Tuesday, August 26, 2008

Dodging Dodge City

If you ever have the opportunity to drive cross-country through Kansas, don’t. Really. When you do, you realize just why God decided to continuously attack it with tornadoes. He’s desperately trying to chase people away so he can finally install that scenic vacation lake he’s always wanted. It’s a flat wasteland of grass and… flatness, kind of like North Dakota, only without the interesting stuff. We decided to go though the endless state only because we wanted to see Dodge City, which was wholly not worth the drive to get there.
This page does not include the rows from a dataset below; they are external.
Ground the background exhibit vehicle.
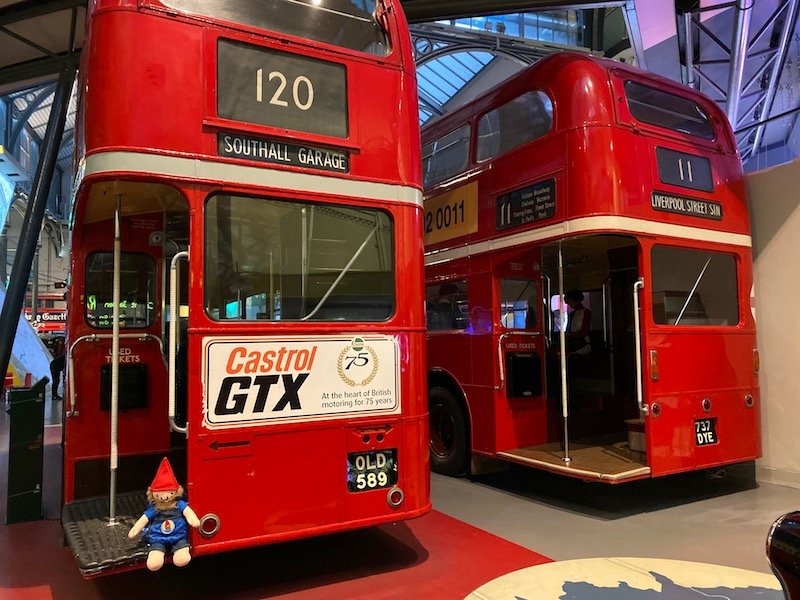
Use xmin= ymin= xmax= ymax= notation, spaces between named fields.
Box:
xmin=421 ymin=52 xmax=759 ymax=484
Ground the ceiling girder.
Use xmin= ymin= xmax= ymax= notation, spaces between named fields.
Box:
xmin=681 ymin=0 xmax=800 ymax=163
xmin=0 ymin=0 xmax=86 ymax=26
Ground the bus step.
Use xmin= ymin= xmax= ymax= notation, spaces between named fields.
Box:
xmin=62 ymin=491 xmax=148 ymax=577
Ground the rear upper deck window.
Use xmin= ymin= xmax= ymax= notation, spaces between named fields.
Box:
xmin=476 ymin=91 xmax=553 ymax=162
xmin=158 ymin=0 xmax=390 ymax=56
xmin=625 ymin=81 xmax=714 ymax=140
xmin=422 ymin=125 xmax=471 ymax=188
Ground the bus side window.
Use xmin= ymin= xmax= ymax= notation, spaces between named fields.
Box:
xmin=426 ymin=282 xmax=468 ymax=331
xmin=476 ymin=91 xmax=553 ymax=162
xmin=500 ymin=278 xmax=538 ymax=329
xmin=422 ymin=125 xmax=471 ymax=188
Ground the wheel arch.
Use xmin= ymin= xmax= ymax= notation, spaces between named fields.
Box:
xmin=427 ymin=368 xmax=472 ymax=452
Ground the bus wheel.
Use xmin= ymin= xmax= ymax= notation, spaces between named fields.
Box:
xmin=428 ymin=386 xmax=468 ymax=476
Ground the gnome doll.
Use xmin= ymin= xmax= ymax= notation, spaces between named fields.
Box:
xmin=128 ymin=457 xmax=201 ymax=571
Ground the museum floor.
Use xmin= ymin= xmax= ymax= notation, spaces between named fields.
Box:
xmin=0 ymin=399 xmax=796 ymax=599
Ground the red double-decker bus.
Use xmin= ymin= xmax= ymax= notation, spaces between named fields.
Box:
xmin=62 ymin=0 xmax=429 ymax=577
xmin=421 ymin=51 xmax=760 ymax=484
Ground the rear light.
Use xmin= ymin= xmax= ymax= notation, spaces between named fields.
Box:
xmin=753 ymin=348 xmax=760 ymax=374
xmin=387 ymin=486 xmax=404 ymax=508
xmin=199 ymin=513 xmax=220 ymax=537
xmin=649 ymin=350 xmax=659 ymax=381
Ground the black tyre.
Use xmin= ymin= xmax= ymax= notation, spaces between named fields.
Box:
xmin=428 ymin=386 xmax=468 ymax=476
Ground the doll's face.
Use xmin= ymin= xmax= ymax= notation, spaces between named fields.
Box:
xmin=153 ymin=489 xmax=177 ymax=503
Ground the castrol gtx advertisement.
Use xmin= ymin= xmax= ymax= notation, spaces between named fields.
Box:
xmin=203 ymin=335 xmax=400 ymax=428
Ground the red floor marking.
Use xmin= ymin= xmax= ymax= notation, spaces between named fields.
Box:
xmin=1 ymin=426 xmax=551 ymax=598
xmin=0 ymin=510 xmax=550 ymax=599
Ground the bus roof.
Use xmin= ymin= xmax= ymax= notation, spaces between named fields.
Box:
xmin=421 ymin=51 xmax=731 ymax=150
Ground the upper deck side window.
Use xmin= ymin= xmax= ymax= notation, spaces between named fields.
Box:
xmin=476 ymin=91 xmax=553 ymax=162
xmin=422 ymin=124 xmax=471 ymax=189
xmin=156 ymin=0 xmax=390 ymax=56
xmin=624 ymin=81 xmax=715 ymax=140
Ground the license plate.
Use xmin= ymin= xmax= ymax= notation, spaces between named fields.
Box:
xmin=347 ymin=449 xmax=397 ymax=492
xmin=695 ymin=418 xmax=718 ymax=446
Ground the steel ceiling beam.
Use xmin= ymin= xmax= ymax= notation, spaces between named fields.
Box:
xmin=0 ymin=0 xmax=87 ymax=26
xmin=725 ymin=0 xmax=753 ymax=125
xmin=401 ymin=0 xmax=617 ymax=23
xmin=681 ymin=0 xmax=800 ymax=164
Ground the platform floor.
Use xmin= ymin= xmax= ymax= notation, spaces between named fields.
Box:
xmin=1 ymin=400 xmax=796 ymax=598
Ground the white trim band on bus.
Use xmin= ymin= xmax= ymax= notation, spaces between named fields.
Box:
xmin=424 ymin=215 xmax=752 ymax=265
xmin=77 ymin=151 xmax=424 ymax=208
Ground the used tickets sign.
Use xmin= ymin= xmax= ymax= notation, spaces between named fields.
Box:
xmin=203 ymin=335 xmax=400 ymax=428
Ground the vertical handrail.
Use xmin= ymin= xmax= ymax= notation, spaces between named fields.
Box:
xmin=169 ymin=250 xmax=189 ymax=435
xmin=602 ymin=281 xmax=609 ymax=345
xmin=632 ymin=277 xmax=648 ymax=416
xmin=557 ymin=247 xmax=570 ymax=463
xmin=109 ymin=196 xmax=122 ymax=524
xmin=543 ymin=275 xmax=552 ymax=348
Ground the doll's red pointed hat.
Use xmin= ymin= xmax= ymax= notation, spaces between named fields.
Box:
xmin=150 ymin=457 xmax=179 ymax=491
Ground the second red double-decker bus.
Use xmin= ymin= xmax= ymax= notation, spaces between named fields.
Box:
xmin=421 ymin=51 xmax=759 ymax=484
xmin=62 ymin=0 xmax=429 ymax=577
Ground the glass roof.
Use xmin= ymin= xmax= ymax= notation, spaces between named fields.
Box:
xmin=414 ymin=10 xmax=587 ymax=125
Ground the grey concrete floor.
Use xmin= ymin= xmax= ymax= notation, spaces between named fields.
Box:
xmin=431 ymin=463 xmax=799 ymax=575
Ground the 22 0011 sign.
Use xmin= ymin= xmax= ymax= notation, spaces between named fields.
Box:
xmin=347 ymin=449 xmax=397 ymax=492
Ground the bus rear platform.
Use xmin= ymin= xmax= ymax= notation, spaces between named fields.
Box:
xmin=61 ymin=491 xmax=148 ymax=577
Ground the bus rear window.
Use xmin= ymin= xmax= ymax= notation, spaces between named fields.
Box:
xmin=205 ymin=194 xmax=395 ymax=322
xmin=625 ymin=81 xmax=714 ymax=140
xmin=422 ymin=125 xmax=471 ymax=188
xmin=651 ymin=246 xmax=738 ymax=326
xmin=157 ymin=0 xmax=390 ymax=56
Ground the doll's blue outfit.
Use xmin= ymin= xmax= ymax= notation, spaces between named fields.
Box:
xmin=141 ymin=499 xmax=190 ymax=553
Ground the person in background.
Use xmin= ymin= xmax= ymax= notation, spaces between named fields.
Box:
xmin=564 ymin=289 xmax=591 ymax=356
xmin=50 ymin=336 xmax=66 ymax=401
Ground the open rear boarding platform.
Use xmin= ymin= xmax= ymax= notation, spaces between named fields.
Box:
xmin=62 ymin=491 xmax=150 ymax=577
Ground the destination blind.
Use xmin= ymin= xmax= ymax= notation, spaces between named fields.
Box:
xmin=218 ymin=132 xmax=349 ymax=173
xmin=651 ymin=191 xmax=722 ymax=221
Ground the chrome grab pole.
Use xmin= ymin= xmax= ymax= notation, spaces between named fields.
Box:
xmin=543 ymin=275 xmax=552 ymax=348
xmin=632 ymin=277 xmax=649 ymax=416
xmin=557 ymin=247 xmax=570 ymax=463
xmin=169 ymin=250 xmax=189 ymax=436
xmin=109 ymin=196 xmax=121 ymax=524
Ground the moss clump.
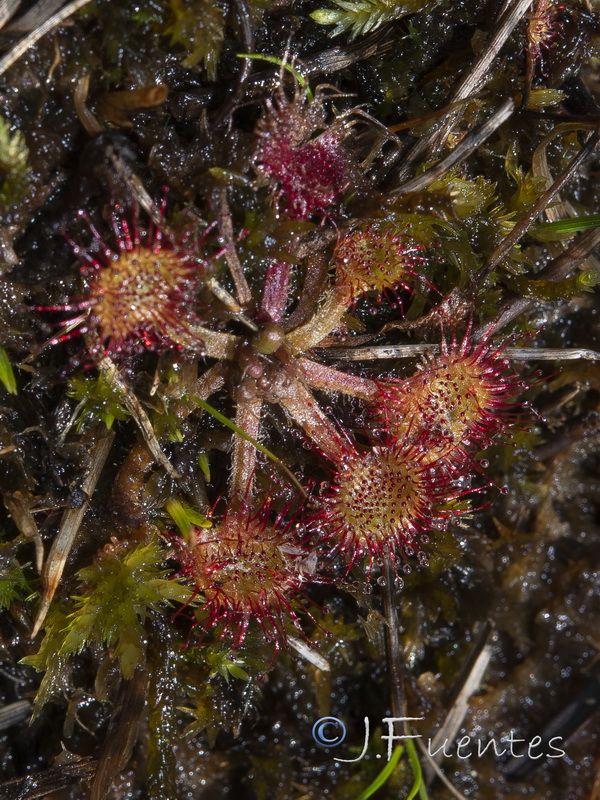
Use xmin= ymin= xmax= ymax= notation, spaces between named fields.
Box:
xmin=0 ymin=117 xmax=30 ymax=213
xmin=23 ymin=540 xmax=191 ymax=689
Dodge City is full of mythology of the West turned into poor, rundown, city with little charm and even less concern for historical preservation. The old part of town, half reconstructed half repaired, looks tired, and the historical re-enactors looked bored. It could be because it was the end of the season, summer winding down to close and kids going back to school. All those buried on the infamous Boot Hill have been moved elsewhere, and all that remains of the old cowboy tales is a statue to commemorate them. Stores on the main drag outside of the enclosed and touristy Old Town were all closed and dusty with neglect, and the only restaurants note were the chains that haunted the highway exits just on the outskirts of town. The rest of the town was covered in oil and food processing plants, coloring the once brilliantly devious and ill-reputed town a dull and Dustbowl-hew of industrial tan. I found it sad that a town with so much history and fairy-tale, so much adventure and trouble-making, a town whose name everybody in America knows, has fallen to such low levels. It has the potential to be so… cool. Gunfights and cowboys and Indians and murder and intrigue and poker and dust and prostitution and glory of the Old West. Left to rot.

We also plugged through until Colorado, the entire eastern half of which, quite honestly, should be called “Kansas.” When you think of Colorado, you just don’t think of miles upon miles of flat grass without even so much as a barn for company. You think of high mountains and snow and skiing. Blah. It doesn’t bode well for Ft. Collins.